Sexual misconduct is a term that covers many behaviors, including sexual violence, sexual harassment, relationship or dating violence, sexual intimidation, sexual exploitation, stalking and other unwelcome behavior that creates a hostile learning and working environment. Title IX training should provide realistic scenarios that show different forms of sexual misconduct – verbal, physical, overt or subtle. Sexual misconduct doesn’t have to be sexual in nature to be unlawful. It can be sexist comments or treating someone unfairly on the job or in the classroom based on their sex, gender identity or sexual orientation.
- What are the duties of a Title IX coordinator and responsible employees?
Title IX training should explain what Title IX coordinators and responsible employees do, and what students need to know about their rights. Title IX coordinators are chosen to oversee the school’s response to Title IX reports and complaints, including investigations. Responsible employees are individuals who have a special obligation to report incidents of sexual misconduct. Responsible employees generally include faculty members, supervisory staff members and others who directly teach, supervise or evaluate students or employees.
- What is bystander intervention and how can it help prevent sexual misconduct?
Bystander intervention has become an increasing important method for interrupting and stopping misconduct on campuses and in workplaces. Title IX training should provide real-world examples of how active bystanders can intervene when they see someone in danger or encountering harassment or discrimination. These include speaking up, intervening directly, enlisting the help of others or contacting someone in authority. By interrupting negative behaviors on the spot, active bystanders can help prevent future incidents, and send a message that such behaviors are unacceptable, which can contribute to a safer, healthier environment for everyone.
- What is consent and incapacitation?
Consent and incapacitation are key terms related to sexual activity and may be defined differently from state to state. Title IX training should clearly communicate what is and isn’t meant by consent and highlight the role that alcohol and other drugs often play in sexual violence. In Title IX terms, consent is the mutual agreement to engage in sexual activity and it can be an important factor in determining whether sexual assault has occurred. Incapacitation is a condition where an individual is incapable of giving consent to sexual activity. Depending upon the laws of particular states, incapacitation can be caused by sleep or unconsciousness, alcohol or other drugs, or certain disabilities or injuries.
- What are the consequences of not reporting sexual misconduct?
When individuals fail to report or respond to incidents of sexual misconduct they put themselves and their school at risk of violating Title IX, and could be held liable – particularly supervisory or responsible employees.

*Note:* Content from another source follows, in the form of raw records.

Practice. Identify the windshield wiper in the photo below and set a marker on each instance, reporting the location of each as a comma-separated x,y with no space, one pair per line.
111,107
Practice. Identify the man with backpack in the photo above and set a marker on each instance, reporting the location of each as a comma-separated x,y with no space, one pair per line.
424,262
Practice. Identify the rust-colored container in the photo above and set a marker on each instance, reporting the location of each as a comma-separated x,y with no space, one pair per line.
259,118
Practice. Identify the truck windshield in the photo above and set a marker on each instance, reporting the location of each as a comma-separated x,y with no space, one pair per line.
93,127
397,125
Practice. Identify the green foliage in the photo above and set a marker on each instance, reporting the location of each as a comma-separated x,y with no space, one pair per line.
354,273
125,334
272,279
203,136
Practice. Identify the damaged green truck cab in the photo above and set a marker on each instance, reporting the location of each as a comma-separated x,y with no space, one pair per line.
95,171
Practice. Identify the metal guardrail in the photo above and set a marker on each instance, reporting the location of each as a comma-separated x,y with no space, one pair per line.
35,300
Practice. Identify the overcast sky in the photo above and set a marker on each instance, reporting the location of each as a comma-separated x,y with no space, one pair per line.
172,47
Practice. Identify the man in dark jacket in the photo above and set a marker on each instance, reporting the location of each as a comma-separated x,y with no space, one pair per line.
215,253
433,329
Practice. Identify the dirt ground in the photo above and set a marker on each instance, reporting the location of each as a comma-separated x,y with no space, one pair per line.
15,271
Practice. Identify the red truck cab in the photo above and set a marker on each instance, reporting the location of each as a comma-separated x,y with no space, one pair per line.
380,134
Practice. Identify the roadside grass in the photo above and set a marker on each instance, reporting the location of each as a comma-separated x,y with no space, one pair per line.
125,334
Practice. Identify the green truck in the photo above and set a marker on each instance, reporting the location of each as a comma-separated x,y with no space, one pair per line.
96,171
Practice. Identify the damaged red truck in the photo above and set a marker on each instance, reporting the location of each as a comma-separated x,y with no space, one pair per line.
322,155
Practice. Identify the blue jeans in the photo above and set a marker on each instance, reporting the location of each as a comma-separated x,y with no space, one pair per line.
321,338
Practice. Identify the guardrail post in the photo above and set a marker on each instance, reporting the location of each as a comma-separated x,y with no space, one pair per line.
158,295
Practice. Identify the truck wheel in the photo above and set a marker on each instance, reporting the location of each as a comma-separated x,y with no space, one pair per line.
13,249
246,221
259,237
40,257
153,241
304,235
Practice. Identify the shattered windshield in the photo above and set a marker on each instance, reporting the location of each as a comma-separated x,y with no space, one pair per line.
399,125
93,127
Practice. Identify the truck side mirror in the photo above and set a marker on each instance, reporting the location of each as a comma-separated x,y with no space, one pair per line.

Title IX training should emphasize the duty of responsible employees to report information disclosed to them (or they hear about indirectly), and inform individuals about their rights and available resources. If responsible employees mishandle sexual assault disclosures they can cause targets of abusive behavior to shut down emotionally. And when that happens – or individuals don’t report misconduct to a responsible employee, their Title IX coordinator, or a confidential resource – they may not get the help they need and can experience depression, substance abuse, suicidal thoughts, Post Traumatic Stress Disorder (PTSD) and other negative consequences.
Since it was enacted in 1972, Title IX has evolved to include protections against sexual misconduct, a topic that remains in the spotlight. Title IX training has also evolved beyond just focusing on compliance with the law. With the right content and approach that is relevant to students, faculty and staff and other employees, Title IX training can provide an engaging learning experience that promotes positive behavior, encourages active bystanders and reinforces a school’s policies and initiatives to prevent sexual misconduct and foster a safe and respectful culture.